Robinson & Roe Studio  (fl. 1877-1898)

Founded in 1877 in Chicago by William A. Robinson and Alfred J. Roe, Robinson & Roe Studio designed from the first to be a high volume portrait gallery.  William A. Robinson, prior to the partnership, had operated a successful portrait studio at 622 W. Lake Street for some years.  Roe also had an independent studio located at 47 Milwaukee. 

Located at 77 Clark Street, it had two reception parlors outfitted in luxe style, several lady attendants, and six camera operators.  A top floor posing room was reckoned the most spacious located outside of Manhattan.  This permitted theatrical companies to do cast photographs in the studio.  “It is the only gallery in the West prepared for and having facilities for work of this nature.” Not every show business shoot proved easy.  When vaudevillian Charlie Foster brought his three bulldogs—Tip, Bob, and Nell—to the studio for a portrait, Alfred Roe made the mistake of shouting “Rats” at the dogs to make them look up.  They exploded off the posing stand and ran the upper floor in a frenzy seeking foes.  Roe went into hiding. 
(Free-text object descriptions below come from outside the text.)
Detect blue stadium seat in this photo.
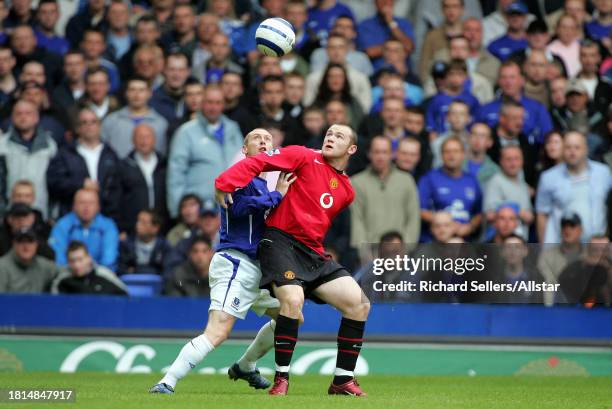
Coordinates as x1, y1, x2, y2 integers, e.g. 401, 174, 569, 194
120, 274, 164, 297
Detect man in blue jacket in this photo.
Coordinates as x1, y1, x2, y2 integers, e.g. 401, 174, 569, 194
167, 84, 243, 218
49, 188, 119, 271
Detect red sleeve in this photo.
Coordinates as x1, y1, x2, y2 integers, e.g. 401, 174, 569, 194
215, 145, 312, 192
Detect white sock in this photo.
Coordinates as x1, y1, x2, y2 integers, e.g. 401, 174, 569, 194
237, 320, 276, 372
160, 334, 214, 388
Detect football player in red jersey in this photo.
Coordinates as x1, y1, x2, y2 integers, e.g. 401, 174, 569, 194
215, 124, 370, 396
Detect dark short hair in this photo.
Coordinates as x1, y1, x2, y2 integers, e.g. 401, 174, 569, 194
190, 235, 212, 250
139, 209, 163, 227
179, 193, 202, 209
380, 231, 403, 244
85, 66, 110, 82
259, 75, 284, 91
67, 240, 88, 256
405, 106, 424, 116
446, 58, 468, 74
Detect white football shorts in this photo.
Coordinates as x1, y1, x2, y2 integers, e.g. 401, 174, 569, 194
208, 249, 279, 319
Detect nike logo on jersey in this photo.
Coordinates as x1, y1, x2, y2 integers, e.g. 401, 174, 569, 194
314, 159, 323, 164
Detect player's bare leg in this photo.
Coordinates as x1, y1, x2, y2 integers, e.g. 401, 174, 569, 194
268, 284, 305, 395
313, 276, 370, 397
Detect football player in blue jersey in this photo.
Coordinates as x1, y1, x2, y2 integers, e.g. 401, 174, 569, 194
150, 128, 297, 394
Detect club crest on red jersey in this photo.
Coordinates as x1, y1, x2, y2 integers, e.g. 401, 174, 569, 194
330, 178, 339, 190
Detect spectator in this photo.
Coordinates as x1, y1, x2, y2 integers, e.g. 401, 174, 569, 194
576, 40, 611, 115
253, 75, 304, 145
487, 2, 529, 61
166, 193, 201, 246
310, 15, 373, 77
425, 59, 480, 136
105, 1, 131, 62
118, 209, 176, 276
220, 71, 257, 136
159, 3, 197, 57
488, 99, 537, 187
549, 76, 568, 112
167, 84, 242, 218
536, 131, 611, 243
34, 0, 69, 57
51, 240, 127, 295
0, 202, 54, 258
306, 0, 355, 43
377, 40, 422, 88
522, 49, 550, 108
77, 67, 120, 120
553, 80, 607, 155
286, 0, 320, 61
404, 106, 433, 170
485, 145, 533, 233
463, 122, 499, 187
0, 99, 57, 218
47, 107, 120, 218
283, 72, 306, 121
370, 70, 423, 115
3, 0, 35, 29
508, 19, 562, 66
191, 13, 220, 70
51, 50, 87, 111
546, 0, 589, 40
584, 0, 612, 43
49, 188, 119, 271
165, 235, 214, 297
558, 235, 610, 305
151, 0, 175, 35
357, 0, 414, 69
487, 202, 520, 243
131, 45, 165, 91
426, 35, 494, 104
80, 28, 120, 93
477, 60, 552, 145
482, 0, 534, 47
304, 35, 372, 113
117, 124, 167, 235
546, 14, 582, 78
461, 17, 500, 84
10, 24, 63, 88
395, 137, 427, 182
302, 106, 326, 148
118, 15, 161, 81
324, 100, 350, 128
431, 100, 471, 168
150, 53, 191, 125
536, 130, 564, 176
8, 81, 67, 148
65, 0, 108, 48
537, 212, 585, 304
350, 136, 420, 260
493, 234, 544, 303
17, 60, 46, 87
0, 47, 17, 109
430, 211, 457, 244
174, 199, 221, 256
419, 136, 482, 242
101, 77, 168, 159
0, 227, 58, 293
418, 0, 465, 82
194, 32, 244, 85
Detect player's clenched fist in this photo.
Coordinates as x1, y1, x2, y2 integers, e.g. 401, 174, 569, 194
215, 188, 233, 208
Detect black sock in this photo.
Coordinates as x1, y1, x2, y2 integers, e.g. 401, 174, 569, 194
274, 314, 299, 379
333, 317, 365, 385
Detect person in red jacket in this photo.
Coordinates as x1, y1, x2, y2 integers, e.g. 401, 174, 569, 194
215, 124, 370, 397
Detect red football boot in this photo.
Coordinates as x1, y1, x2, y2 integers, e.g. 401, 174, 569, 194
268, 374, 289, 396
328, 378, 367, 397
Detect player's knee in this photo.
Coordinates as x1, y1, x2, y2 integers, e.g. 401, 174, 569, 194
343, 301, 370, 321
280, 294, 304, 315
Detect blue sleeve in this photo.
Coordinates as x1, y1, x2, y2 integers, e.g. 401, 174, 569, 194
418, 174, 433, 210
535, 173, 553, 214
538, 104, 553, 143
425, 100, 437, 132
356, 20, 376, 50
101, 220, 119, 271
49, 219, 70, 266
230, 189, 283, 217
398, 18, 414, 42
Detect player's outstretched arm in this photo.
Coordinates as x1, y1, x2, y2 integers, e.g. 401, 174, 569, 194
215, 146, 309, 198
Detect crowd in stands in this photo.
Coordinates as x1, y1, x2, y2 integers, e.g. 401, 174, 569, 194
0, 0, 610, 304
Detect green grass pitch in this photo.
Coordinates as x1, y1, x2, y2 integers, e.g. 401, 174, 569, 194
0, 373, 610, 409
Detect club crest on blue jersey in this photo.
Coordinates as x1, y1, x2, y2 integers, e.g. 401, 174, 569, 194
266, 149, 280, 156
The success of the business prompted the partners to open a New York Branch at 227 Fulton Street in Brooklyn early in the 1880s.  Both Robinson and Roe spent portions of the year in New York.  In 1887 Alfred Roe relocated to Manhattan, and opened a studio at 279 Sixth Avenue.  In the following year William A. Robinson relocated as well and the partners fixed upon 54 West 14th Street as the site of their principle gallery. Robinson’s wife, an artistic photographer of some note, opened an independent studio in 1889 at 174 East 126th Street in Manhattan and later 2320 Third Avenue. Her gallery was known simply as “Robinson Studio” and regularly exhibited at the American Institute, earning medals in 1892. 

Robinson & Roe remained a dual city partnership for much of the 1890s, with their trained operators running the Chicago branch.  But by 1898 the two photographers determined to go their own ways.  William worked with his wife.  Alfred J. Roe maintained an independent studio in New York City until 1906.  In 1907 he moved to Rochester, New York, and worked on technical issues of photography with Eastman Kodak. 

Sources:  “Robinson & Roe,”  Origin, Growth, and Usefulness of the Chicago Board of Trade (New York:  Historical Publishing Company, 1885-86), 405.  William T. “Biff” Hall, The Turnover Club; Tale Told at Meetings of the Turnover Club, about Actors and Actresses (Chicago and New York:  Rand, McNally & Co., 1890),  183.